Logic tells me that, if all that oil was blowing past the rings and into the cylinders, I'd have fouled plugs and a cloud of grayish blue smoke following me down the road. Does that make sense?

So, is my next move to have the valve guide seals replaced and sludge cleaned up? Or is there a less invasive, try this first, possibility?

One post recommended that I change the timing belt and water pump if the cylinder head is off.

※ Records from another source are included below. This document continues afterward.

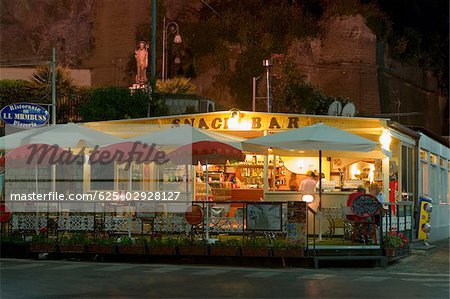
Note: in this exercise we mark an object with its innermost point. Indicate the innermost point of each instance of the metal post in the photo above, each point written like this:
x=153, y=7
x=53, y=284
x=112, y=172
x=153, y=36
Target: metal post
x=153, y=78
x=268, y=64
x=54, y=86
x=163, y=67
x=152, y=83
x=254, y=94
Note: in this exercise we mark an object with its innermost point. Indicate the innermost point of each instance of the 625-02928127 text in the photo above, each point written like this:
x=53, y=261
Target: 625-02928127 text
x=98, y=196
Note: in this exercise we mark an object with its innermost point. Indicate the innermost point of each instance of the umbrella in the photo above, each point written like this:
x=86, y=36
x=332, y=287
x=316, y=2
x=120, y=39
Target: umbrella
x=318, y=137
x=67, y=135
x=197, y=145
x=37, y=156
x=186, y=134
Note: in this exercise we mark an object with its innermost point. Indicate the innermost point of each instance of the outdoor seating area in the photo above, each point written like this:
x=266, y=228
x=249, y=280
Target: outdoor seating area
x=207, y=188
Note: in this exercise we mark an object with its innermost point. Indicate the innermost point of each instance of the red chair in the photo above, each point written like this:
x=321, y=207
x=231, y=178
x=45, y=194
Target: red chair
x=364, y=208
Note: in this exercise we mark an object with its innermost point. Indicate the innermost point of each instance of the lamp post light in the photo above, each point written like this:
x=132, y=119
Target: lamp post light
x=174, y=28
x=268, y=65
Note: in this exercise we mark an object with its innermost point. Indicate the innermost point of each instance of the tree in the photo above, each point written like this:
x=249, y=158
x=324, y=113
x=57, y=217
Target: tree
x=13, y=91
x=109, y=103
x=41, y=83
x=177, y=85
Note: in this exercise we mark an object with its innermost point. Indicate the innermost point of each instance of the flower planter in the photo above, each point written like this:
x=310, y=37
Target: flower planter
x=402, y=251
x=132, y=249
x=36, y=247
x=101, y=249
x=255, y=251
x=161, y=250
x=224, y=251
x=287, y=252
x=193, y=250
x=71, y=248
x=390, y=252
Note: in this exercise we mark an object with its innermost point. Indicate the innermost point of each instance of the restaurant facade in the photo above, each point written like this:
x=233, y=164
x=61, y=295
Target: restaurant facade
x=393, y=167
x=259, y=195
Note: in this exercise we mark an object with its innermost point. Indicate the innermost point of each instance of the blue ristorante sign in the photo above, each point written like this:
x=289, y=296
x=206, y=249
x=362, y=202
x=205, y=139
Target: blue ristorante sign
x=24, y=115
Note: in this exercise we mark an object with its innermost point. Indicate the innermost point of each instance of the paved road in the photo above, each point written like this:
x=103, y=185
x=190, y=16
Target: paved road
x=69, y=279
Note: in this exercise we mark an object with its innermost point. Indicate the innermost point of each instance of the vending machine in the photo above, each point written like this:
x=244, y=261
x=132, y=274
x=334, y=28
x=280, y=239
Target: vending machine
x=423, y=218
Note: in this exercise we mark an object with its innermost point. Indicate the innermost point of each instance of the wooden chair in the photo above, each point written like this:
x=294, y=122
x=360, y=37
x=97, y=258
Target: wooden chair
x=364, y=209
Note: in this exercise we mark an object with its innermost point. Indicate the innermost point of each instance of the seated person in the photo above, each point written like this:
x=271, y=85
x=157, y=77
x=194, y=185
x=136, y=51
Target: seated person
x=359, y=191
x=375, y=190
x=293, y=184
x=308, y=184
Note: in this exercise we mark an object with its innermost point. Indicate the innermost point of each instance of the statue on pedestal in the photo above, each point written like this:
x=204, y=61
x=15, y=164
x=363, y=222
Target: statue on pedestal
x=141, y=55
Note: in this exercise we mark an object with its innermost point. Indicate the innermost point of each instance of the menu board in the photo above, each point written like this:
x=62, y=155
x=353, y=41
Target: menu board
x=365, y=205
x=264, y=216
x=296, y=226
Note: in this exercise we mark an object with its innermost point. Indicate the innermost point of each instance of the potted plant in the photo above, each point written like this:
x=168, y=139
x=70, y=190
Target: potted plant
x=162, y=246
x=258, y=247
x=102, y=245
x=129, y=245
x=75, y=243
x=395, y=244
x=42, y=243
x=229, y=247
x=285, y=248
x=189, y=248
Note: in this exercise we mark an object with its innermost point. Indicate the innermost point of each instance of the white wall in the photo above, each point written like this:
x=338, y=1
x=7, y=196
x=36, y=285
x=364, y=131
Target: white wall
x=433, y=179
x=80, y=77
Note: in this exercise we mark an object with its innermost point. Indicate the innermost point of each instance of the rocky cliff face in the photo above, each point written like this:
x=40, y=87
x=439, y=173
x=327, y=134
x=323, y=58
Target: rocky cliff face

I was about ready to trade the car off and just take the loss, but now it's looking repairable.
Thanks!


----------



## Wrench97

*Re: 2002 Nissan Altima 2.5 using 1qt oil every 100 miles?*

Do a Compression test first to see if the rings are indeed bad.


----------



## Midnight Tech

*Re: 2002 Nissan Altima 2.5 using 1qt oil every 100 miles?*

Valve seals can be replaced without pulling the head as long as the valves are still sealing properly to the head. 
A special air plug can be put into the spark plug hole and the cylinder pressurized to hold the valves closed, at which point the valve keepers and spring can be removed and the seal can be replaced.


----------



## SABL

*Re: 2002 Nissan Altima 2.5 using 1qt oil every 100 miles?*

I would start simple and get the sludge out of the oil passages and change the oil and filter. Nobody said anything about pulling the head!! At this point, unless there is a major problem, the only thing that needs removed is the valve cover to clean the passage-ways. Unless you are *very* mechanical inclined stick to cleaning the sludge. Wrench and MT are also offering good advice, but replacing the valve-stem oil seals is no task for a novice. If the keepers are not "just right" when you are finished, you stand a chance of losing a valve.. which will drop and hit the top of the piston. Along with the specil fitting, a source of compressed air (to hold the valve closed) you will need a spring compressor to remove the keepers (which hold the retainers)... does this sound like fun yet?? With luck you may not have to remove the pushrods to clean them out.... they supply the oil for the top end of your engine (valve train) and that is the final destination of the oil, which flows back to the pan to start the journey all over again.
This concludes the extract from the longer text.